Imprime el código a un tamaño sensato y con buen contraste, pruébalo en iPhone y en Android, y colócalo donde caen las manos de forma natural: caballetes de mesa, el pie de la cuenta, el escaparate para los que pasan. La lista completa para salir en vivo está en cómo crear una carta con código QR, y el panorama más amplio en nuestra guía de cartas con código QR.

Paso 9 — Lee la analítica y mejora

Una carta de papel es una suposición; una carta digital te dice qué pasó. Una vez que los comensales escanean, puedes ver qué platos se ven, qué vistas se convierten en pedidos, qué idiomas usan de verdad tus comensales y cuándo llegan tus picos. Eso convierte los cambios de carta de opinión en evidencia.

El patrón es simple: encuentra el plato con muchas vistas pero pocos pedidos (suele ser un problema de precio o de descripción) y la joya oculta con pocas vistas pero alta tasa de pedido (súbela). Mira cómo usar la analítica de la carta para vender más.

Paso 10 — Escala a más locales

Si gestionas más de un local, no querrás reconstruir la carta cada vez.
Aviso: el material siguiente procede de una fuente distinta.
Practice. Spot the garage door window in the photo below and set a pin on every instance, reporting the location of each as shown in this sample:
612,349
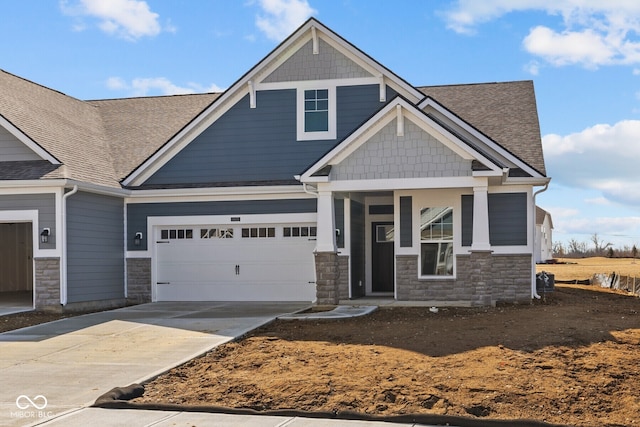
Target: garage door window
258,232
216,233
176,233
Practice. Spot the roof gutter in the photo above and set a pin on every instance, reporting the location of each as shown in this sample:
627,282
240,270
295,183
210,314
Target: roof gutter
534,291
63,235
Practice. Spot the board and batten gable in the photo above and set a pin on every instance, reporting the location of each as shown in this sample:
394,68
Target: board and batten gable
326,64
95,252
260,144
138,213
507,219
13,150
45,204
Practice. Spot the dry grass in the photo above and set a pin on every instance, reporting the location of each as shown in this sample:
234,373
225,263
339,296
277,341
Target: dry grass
585,268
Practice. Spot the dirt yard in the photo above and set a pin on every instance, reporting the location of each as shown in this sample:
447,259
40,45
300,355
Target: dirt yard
571,359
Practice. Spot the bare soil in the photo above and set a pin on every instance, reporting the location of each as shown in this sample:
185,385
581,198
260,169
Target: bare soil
571,359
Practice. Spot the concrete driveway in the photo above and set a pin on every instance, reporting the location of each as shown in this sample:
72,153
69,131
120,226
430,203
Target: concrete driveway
50,369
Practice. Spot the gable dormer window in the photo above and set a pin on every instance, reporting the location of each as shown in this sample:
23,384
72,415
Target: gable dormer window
316,113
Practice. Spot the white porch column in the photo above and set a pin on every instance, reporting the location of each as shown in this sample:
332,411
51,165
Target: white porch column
326,233
480,238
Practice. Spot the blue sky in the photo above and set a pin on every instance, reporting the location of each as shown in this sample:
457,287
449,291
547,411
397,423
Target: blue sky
583,56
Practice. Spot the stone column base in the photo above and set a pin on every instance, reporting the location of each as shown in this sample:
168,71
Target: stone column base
327,278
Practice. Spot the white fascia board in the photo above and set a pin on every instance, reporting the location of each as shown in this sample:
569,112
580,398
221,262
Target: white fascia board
51,186
401,184
31,186
534,181
479,135
31,144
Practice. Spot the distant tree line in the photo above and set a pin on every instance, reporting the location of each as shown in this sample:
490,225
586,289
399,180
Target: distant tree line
595,247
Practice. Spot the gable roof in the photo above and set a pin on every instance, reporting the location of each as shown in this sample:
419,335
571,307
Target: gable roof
505,112
400,110
114,141
257,77
137,127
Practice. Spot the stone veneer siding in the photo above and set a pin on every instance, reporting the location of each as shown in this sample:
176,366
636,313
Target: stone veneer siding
47,285
482,279
138,280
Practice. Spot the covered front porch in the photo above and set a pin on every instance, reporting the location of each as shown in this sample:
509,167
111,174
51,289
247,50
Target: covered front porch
423,245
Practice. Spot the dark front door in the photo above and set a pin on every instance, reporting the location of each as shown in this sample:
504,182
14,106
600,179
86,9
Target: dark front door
382,272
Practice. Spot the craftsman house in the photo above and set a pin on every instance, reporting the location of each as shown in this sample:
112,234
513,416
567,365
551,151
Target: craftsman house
320,175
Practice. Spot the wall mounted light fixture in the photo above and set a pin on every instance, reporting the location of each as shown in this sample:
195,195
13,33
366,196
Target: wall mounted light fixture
44,236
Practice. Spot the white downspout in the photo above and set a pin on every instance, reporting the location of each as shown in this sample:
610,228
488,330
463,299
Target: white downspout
63,235
534,291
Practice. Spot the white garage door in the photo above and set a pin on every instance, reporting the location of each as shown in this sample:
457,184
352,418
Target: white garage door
257,262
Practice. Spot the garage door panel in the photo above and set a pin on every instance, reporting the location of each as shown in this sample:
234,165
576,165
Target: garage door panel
273,267
236,292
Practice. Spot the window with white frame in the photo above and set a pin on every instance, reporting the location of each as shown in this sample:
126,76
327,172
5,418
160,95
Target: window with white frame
316,113
436,241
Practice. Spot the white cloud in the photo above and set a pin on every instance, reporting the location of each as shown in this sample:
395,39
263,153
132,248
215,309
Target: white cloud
128,19
593,32
603,158
150,86
604,226
602,201
281,17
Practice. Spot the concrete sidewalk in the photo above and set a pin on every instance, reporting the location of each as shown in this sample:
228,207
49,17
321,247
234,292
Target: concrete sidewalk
63,366
139,418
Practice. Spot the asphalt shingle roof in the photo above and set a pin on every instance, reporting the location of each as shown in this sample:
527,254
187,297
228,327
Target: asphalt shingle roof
506,112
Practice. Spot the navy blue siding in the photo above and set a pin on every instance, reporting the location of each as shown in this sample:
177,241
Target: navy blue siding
260,144
406,225
467,220
45,204
95,251
507,219
137,213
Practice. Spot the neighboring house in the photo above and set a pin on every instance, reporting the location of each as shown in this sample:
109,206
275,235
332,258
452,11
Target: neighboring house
544,238
320,175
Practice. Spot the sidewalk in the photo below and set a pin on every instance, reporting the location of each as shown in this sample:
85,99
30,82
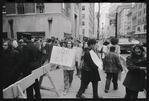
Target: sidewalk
57,76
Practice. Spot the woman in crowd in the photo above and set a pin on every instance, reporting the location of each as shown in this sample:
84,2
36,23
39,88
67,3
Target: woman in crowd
68,71
104,49
135,78
114,42
89,72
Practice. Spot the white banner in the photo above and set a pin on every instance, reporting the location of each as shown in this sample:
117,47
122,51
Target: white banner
96,59
62,56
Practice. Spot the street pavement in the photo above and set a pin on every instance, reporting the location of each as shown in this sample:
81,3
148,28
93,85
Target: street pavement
57,78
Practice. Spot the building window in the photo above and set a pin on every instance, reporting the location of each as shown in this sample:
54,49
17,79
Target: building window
29,7
20,8
83,7
83,16
40,8
63,5
83,23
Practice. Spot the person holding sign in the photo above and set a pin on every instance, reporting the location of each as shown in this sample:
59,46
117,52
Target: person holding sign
68,71
89,72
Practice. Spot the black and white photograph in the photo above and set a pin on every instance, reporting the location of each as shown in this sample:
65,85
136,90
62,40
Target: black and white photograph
92,50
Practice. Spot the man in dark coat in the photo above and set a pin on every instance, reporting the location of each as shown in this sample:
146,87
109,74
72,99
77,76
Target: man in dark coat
111,66
30,62
89,72
10,64
135,77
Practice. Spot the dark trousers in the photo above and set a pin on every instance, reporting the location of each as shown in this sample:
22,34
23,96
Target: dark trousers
34,86
131,93
114,80
84,85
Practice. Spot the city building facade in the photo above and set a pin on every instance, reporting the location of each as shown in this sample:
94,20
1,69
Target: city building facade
88,19
122,11
39,20
141,17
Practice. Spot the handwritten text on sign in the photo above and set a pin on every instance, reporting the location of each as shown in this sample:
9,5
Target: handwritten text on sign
62,56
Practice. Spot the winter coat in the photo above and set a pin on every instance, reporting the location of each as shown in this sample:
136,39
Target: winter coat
135,77
10,67
111,63
90,70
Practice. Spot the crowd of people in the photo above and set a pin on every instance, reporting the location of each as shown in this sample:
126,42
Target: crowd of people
21,57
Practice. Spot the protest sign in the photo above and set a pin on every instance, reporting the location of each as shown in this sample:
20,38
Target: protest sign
96,59
62,56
Administra cada sucursal desde una sola cuenta, cada una con su moneda, su conjunto de idiomas y sus precios, y clona una carta a una nueva apertura para editar en lugar de empezar de cero. La facturación a nivel de grupo lo mantiene todo en un solo sitio. La configuración está en cómo gestionar varias sucursales.

Un ejemplo de estructura de carta digital

Así se ve una carta digital limpia y bien ordenada para una parrilla informal: las categorías primero, las especialidades arriba de cada una.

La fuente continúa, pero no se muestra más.